While the historical precedents aren't the real story, they are striking enough. Trump is trying to become the second president in American history to serve non-consecutive terms (joining the illustrious Grover Cleveland). Harris is the first non-incumbent major-party nominee in 56 years to be chosen without running in the primaries. The last such example was Hubert Humphrey in 1968, also a sitting vice president nominated at a Chicago convention after the incumbent was forced from the race. (Democrats hope to avoid any further parallels.)
Where are we on Election Day 2024? Nobody knows anything, in the famous maxim of Hollywood screenwriter William Goldman. These days there's no such thing as "insider" knowledge that isn't immediately dispensed to millions of people on social media and then distorted into false certainty. It's impossible for anyone to tell which surveys of public opinion are governed by rigorous methodology and which are conjured up by some hyper-partisan mini-Oz, tweeting from the proverbial basement.

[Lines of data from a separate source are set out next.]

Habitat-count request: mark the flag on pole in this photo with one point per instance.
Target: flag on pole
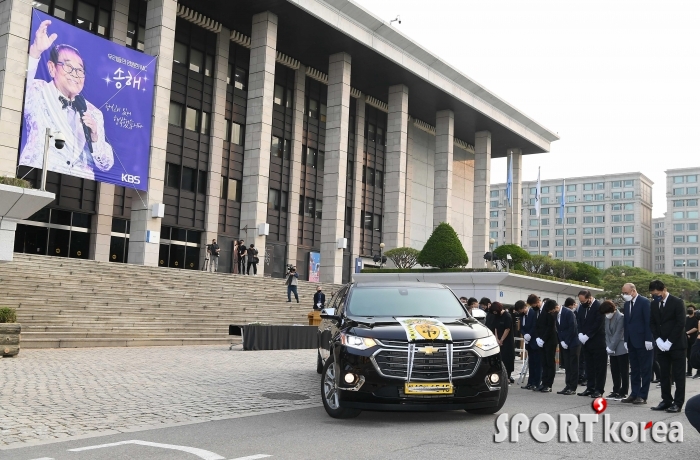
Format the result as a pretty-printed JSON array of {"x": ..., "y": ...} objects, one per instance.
[
  {"x": 509, "y": 185},
  {"x": 537, "y": 194},
  {"x": 563, "y": 200}
]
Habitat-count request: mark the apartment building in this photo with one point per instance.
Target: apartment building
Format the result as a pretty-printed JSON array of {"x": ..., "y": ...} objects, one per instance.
[
  {"x": 607, "y": 219},
  {"x": 681, "y": 246}
]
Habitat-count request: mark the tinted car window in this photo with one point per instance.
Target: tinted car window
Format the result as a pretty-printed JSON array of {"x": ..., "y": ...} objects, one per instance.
[
  {"x": 399, "y": 301},
  {"x": 334, "y": 301}
]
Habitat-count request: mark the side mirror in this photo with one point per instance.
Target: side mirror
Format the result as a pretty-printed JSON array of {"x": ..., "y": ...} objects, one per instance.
[{"x": 329, "y": 313}]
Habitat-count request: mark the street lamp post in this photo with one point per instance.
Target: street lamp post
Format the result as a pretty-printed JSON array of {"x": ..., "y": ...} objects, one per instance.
[
  {"x": 60, "y": 140},
  {"x": 381, "y": 255}
]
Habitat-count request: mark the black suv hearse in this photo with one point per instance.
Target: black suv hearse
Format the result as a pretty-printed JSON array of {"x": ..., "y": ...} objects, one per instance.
[{"x": 406, "y": 346}]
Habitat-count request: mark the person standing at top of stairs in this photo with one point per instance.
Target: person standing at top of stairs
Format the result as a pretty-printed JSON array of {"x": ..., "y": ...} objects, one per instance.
[{"x": 292, "y": 283}]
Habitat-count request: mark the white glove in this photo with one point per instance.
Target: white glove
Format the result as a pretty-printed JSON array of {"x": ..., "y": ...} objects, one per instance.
[{"x": 660, "y": 344}]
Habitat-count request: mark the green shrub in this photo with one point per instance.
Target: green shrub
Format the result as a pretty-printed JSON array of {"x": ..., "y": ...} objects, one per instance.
[
  {"x": 517, "y": 254},
  {"x": 4, "y": 180},
  {"x": 426, "y": 270},
  {"x": 443, "y": 249},
  {"x": 403, "y": 257},
  {"x": 8, "y": 315}
]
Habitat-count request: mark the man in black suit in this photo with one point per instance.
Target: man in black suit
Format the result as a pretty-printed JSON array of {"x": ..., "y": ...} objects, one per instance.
[
  {"x": 534, "y": 352},
  {"x": 668, "y": 329},
  {"x": 639, "y": 343},
  {"x": 546, "y": 339},
  {"x": 592, "y": 336},
  {"x": 570, "y": 347}
]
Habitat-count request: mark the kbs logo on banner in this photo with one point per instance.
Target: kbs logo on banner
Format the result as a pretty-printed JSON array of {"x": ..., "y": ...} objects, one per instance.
[
  {"x": 129, "y": 179},
  {"x": 545, "y": 428}
]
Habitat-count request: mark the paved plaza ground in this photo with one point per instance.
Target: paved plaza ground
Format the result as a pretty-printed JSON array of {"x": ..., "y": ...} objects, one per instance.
[{"x": 209, "y": 402}]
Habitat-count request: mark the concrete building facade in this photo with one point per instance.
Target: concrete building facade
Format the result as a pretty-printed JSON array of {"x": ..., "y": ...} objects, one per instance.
[
  {"x": 658, "y": 244},
  {"x": 301, "y": 127},
  {"x": 681, "y": 249},
  {"x": 607, "y": 219}
]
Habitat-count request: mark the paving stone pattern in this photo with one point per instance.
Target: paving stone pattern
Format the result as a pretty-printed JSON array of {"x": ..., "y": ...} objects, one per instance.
[{"x": 60, "y": 393}]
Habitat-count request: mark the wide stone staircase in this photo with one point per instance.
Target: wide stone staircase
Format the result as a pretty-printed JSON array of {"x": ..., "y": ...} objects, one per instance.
[{"x": 71, "y": 303}]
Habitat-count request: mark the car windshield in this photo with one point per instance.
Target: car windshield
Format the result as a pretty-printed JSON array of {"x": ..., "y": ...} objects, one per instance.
[{"x": 404, "y": 301}]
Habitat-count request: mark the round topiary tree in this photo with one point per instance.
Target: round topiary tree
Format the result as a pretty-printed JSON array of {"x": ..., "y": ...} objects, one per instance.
[
  {"x": 443, "y": 249},
  {"x": 403, "y": 257}
]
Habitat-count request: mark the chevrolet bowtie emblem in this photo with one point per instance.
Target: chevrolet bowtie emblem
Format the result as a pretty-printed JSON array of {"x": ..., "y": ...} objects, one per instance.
[{"x": 428, "y": 350}]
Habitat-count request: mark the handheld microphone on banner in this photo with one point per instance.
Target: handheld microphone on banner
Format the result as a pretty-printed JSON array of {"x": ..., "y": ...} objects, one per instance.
[{"x": 80, "y": 106}]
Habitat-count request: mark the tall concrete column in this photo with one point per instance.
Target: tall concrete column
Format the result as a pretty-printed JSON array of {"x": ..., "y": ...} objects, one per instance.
[
  {"x": 160, "y": 41},
  {"x": 515, "y": 237},
  {"x": 101, "y": 231},
  {"x": 357, "y": 177},
  {"x": 444, "y": 157},
  {"x": 335, "y": 169},
  {"x": 395, "y": 172},
  {"x": 101, "y": 225},
  {"x": 482, "y": 187},
  {"x": 216, "y": 140},
  {"x": 120, "y": 21},
  {"x": 258, "y": 130},
  {"x": 295, "y": 171},
  {"x": 15, "y": 20},
  {"x": 409, "y": 185}
]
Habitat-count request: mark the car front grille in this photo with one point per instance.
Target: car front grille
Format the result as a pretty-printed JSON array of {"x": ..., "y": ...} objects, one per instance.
[{"x": 393, "y": 362}]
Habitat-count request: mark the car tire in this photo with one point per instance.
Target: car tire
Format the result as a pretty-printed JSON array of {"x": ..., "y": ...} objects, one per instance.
[
  {"x": 319, "y": 363},
  {"x": 501, "y": 397},
  {"x": 329, "y": 393}
]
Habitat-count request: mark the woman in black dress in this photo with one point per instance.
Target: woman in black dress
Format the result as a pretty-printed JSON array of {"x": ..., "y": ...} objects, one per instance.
[{"x": 503, "y": 330}]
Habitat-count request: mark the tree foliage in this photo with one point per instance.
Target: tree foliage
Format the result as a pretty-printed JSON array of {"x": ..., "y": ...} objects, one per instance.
[
  {"x": 539, "y": 265},
  {"x": 443, "y": 249},
  {"x": 518, "y": 256},
  {"x": 613, "y": 280},
  {"x": 585, "y": 272},
  {"x": 403, "y": 257}
]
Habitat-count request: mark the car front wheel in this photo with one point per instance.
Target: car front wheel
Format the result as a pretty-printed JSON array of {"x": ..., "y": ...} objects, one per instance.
[{"x": 330, "y": 393}]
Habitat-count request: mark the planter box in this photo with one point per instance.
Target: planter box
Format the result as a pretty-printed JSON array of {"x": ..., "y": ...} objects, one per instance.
[
  {"x": 17, "y": 203},
  {"x": 9, "y": 338}
]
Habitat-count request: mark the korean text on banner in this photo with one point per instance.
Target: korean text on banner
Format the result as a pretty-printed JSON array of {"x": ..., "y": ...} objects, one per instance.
[{"x": 98, "y": 94}]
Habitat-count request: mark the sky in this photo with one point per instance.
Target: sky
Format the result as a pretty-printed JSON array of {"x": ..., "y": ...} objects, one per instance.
[{"x": 616, "y": 79}]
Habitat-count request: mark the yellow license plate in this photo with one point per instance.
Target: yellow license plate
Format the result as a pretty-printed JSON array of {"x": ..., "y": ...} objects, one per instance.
[{"x": 429, "y": 389}]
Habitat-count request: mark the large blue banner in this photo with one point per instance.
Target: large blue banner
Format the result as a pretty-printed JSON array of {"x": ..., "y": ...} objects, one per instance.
[{"x": 98, "y": 94}]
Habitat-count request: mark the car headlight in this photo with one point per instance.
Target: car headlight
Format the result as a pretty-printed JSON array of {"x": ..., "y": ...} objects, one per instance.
[
  {"x": 487, "y": 343},
  {"x": 353, "y": 341}
]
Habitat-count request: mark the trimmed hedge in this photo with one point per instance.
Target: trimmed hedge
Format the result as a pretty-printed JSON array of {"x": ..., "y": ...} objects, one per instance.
[
  {"x": 474, "y": 270},
  {"x": 426, "y": 270}
]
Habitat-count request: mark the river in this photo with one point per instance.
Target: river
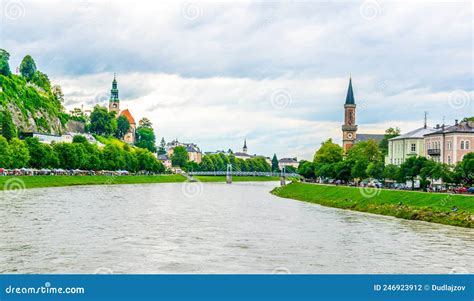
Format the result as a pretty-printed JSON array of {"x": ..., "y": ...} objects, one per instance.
[{"x": 213, "y": 228}]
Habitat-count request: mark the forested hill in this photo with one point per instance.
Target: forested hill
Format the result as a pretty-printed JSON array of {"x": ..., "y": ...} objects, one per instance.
[{"x": 28, "y": 100}]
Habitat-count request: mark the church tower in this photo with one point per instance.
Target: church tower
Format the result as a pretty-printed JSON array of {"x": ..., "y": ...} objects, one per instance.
[
  {"x": 349, "y": 128},
  {"x": 114, "y": 103}
]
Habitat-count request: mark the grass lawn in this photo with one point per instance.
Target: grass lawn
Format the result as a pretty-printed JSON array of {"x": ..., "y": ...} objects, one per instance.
[
  {"x": 10, "y": 182},
  {"x": 431, "y": 207},
  {"x": 235, "y": 179}
]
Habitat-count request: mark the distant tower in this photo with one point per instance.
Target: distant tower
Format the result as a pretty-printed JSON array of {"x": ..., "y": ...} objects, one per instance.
[
  {"x": 349, "y": 128},
  {"x": 114, "y": 103}
]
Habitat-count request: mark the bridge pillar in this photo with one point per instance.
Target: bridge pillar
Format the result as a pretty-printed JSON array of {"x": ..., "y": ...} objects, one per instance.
[{"x": 228, "y": 177}]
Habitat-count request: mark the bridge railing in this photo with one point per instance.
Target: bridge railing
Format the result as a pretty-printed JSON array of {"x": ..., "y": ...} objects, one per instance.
[{"x": 241, "y": 173}]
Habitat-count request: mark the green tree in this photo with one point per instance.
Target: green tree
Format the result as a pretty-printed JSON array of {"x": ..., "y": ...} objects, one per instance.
[
  {"x": 275, "y": 166},
  {"x": 7, "y": 125},
  {"x": 123, "y": 126},
  {"x": 28, "y": 67},
  {"x": 4, "y": 66},
  {"x": 375, "y": 170},
  {"x": 162, "y": 148},
  {"x": 180, "y": 156},
  {"x": 19, "y": 153},
  {"x": 329, "y": 152},
  {"x": 5, "y": 154}
]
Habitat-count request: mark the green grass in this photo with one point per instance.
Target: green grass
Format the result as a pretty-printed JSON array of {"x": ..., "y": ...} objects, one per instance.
[
  {"x": 57, "y": 181},
  {"x": 235, "y": 179},
  {"x": 430, "y": 207}
]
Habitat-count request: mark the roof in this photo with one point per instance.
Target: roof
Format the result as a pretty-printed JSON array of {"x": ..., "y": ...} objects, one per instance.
[
  {"x": 365, "y": 137},
  {"x": 128, "y": 115},
  {"x": 350, "y": 94},
  {"x": 462, "y": 127},
  {"x": 415, "y": 134}
]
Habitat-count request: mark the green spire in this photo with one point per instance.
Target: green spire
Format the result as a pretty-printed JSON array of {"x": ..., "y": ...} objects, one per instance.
[
  {"x": 114, "y": 91},
  {"x": 350, "y": 94}
]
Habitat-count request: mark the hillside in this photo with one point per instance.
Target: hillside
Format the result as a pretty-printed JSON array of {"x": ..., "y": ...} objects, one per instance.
[{"x": 32, "y": 103}]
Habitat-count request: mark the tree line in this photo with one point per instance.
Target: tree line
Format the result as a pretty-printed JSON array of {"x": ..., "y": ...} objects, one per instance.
[
  {"x": 80, "y": 154},
  {"x": 364, "y": 160}
]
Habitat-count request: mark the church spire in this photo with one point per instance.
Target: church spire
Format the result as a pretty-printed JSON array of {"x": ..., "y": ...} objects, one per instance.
[{"x": 350, "y": 94}]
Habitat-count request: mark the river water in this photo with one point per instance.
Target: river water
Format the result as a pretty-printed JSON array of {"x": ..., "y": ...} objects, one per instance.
[{"x": 213, "y": 228}]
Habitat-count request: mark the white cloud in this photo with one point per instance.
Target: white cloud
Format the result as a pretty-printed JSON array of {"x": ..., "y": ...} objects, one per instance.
[{"x": 206, "y": 71}]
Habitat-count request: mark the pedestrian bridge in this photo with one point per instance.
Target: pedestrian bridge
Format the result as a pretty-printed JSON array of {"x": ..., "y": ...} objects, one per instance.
[{"x": 242, "y": 173}]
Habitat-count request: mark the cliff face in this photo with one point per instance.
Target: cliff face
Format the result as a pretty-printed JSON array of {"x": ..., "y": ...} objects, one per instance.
[{"x": 33, "y": 105}]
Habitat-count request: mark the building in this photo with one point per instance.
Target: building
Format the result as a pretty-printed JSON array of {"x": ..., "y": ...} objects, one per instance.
[
  {"x": 114, "y": 102},
  {"x": 349, "y": 128},
  {"x": 409, "y": 144},
  {"x": 114, "y": 106},
  {"x": 165, "y": 160},
  {"x": 194, "y": 152},
  {"x": 448, "y": 144},
  {"x": 130, "y": 135},
  {"x": 285, "y": 162},
  {"x": 243, "y": 155}
]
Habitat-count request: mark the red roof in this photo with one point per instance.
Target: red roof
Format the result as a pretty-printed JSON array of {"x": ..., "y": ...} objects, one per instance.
[{"x": 127, "y": 114}]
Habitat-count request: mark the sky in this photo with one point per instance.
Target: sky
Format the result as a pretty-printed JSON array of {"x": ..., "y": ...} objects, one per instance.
[{"x": 272, "y": 72}]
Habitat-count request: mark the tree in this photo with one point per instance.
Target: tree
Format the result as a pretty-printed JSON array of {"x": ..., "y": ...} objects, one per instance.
[
  {"x": 145, "y": 123},
  {"x": 28, "y": 67},
  {"x": 375, "y": 170},
  {"x": 162, "y": 148},
  {"x": 145, "y": 135},
  {"x": 123, "y": 126},
  {"x": 4, "y": 66},
  {"x": 391, "y": 172},
  {"x": 275, "y": 166},
  {"x": 411, "y": 169},
  {"x": 6, "y": 123},
  {"x": 389, "y": 134},
  {"x": 464, "y": 170},
  {"x": 102, "y": 122},
  {"x": 180, "y": 156},
  {"x": 329, "y": 152},
  {"x": 19, "y": 153},
  {"x": 5, "y": 154}
]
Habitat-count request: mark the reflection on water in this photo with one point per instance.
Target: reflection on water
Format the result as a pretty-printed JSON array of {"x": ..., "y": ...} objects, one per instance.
[{"x": 238, "y": 228}]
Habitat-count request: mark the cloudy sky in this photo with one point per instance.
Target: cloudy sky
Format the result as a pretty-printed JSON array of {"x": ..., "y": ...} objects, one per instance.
[{"x": 274, "y": 72}]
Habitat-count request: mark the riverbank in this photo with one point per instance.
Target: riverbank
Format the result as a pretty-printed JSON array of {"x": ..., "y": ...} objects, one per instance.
[
  {"x": 26, "y": 182},
  {"x": 235, "y": 179},
  {"x": 455, "y": 210}
]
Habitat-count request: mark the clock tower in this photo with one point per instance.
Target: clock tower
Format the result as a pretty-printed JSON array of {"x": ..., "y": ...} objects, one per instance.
[{"x": 349, "y": 128}]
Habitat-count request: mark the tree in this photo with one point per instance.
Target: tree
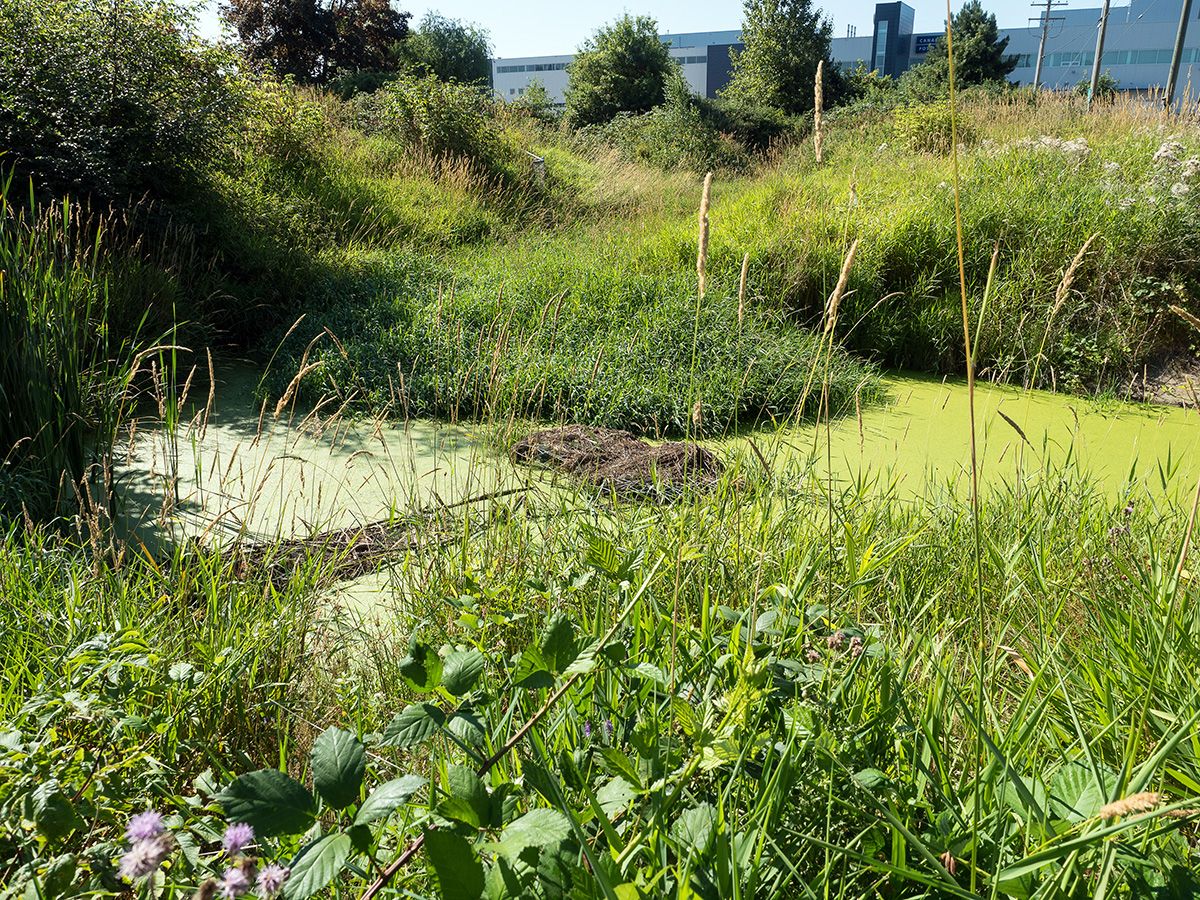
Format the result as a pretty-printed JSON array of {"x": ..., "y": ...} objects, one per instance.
[
  {"x": 979, "y": 54},
  {"x": 784, "y": 42},
  {"x": 450, "y": 49},
  {"x": 315, "y": 40},
  {"x": 623, "y": 69}
]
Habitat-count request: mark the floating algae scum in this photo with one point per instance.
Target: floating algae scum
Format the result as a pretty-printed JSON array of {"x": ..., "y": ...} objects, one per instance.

Will a tide of resentful, low-propensity voters, understandably alienated from the undemocratic status quo and eager to punish the so-called elites, deliver a death-blow to democracy ? Will American women, united as never before by the overt misogyny and sexism of the MAGA movement and its evangelical allies , create an unexpected blue wave? There are other possibilities, to be sure, including the "anti-anti-Trump" galaxy-brain theory that a Trump win is better for Democrats and the left — because it would supposedly guarantee a major pushback in the 2026 midterms, followed by the first Trump-free presidential election in what seems like a lifetime. Count on just one certainty: This election's results, and its lingering effects, will not quite be like anyone expects.
Democrats have successfully framed this election as a contest between normal and "weird," to recycle the cringeworthy epithet from the Harris-Walz peak of early September. But have they successfully convinced American voters which of those things they want? Let's find out.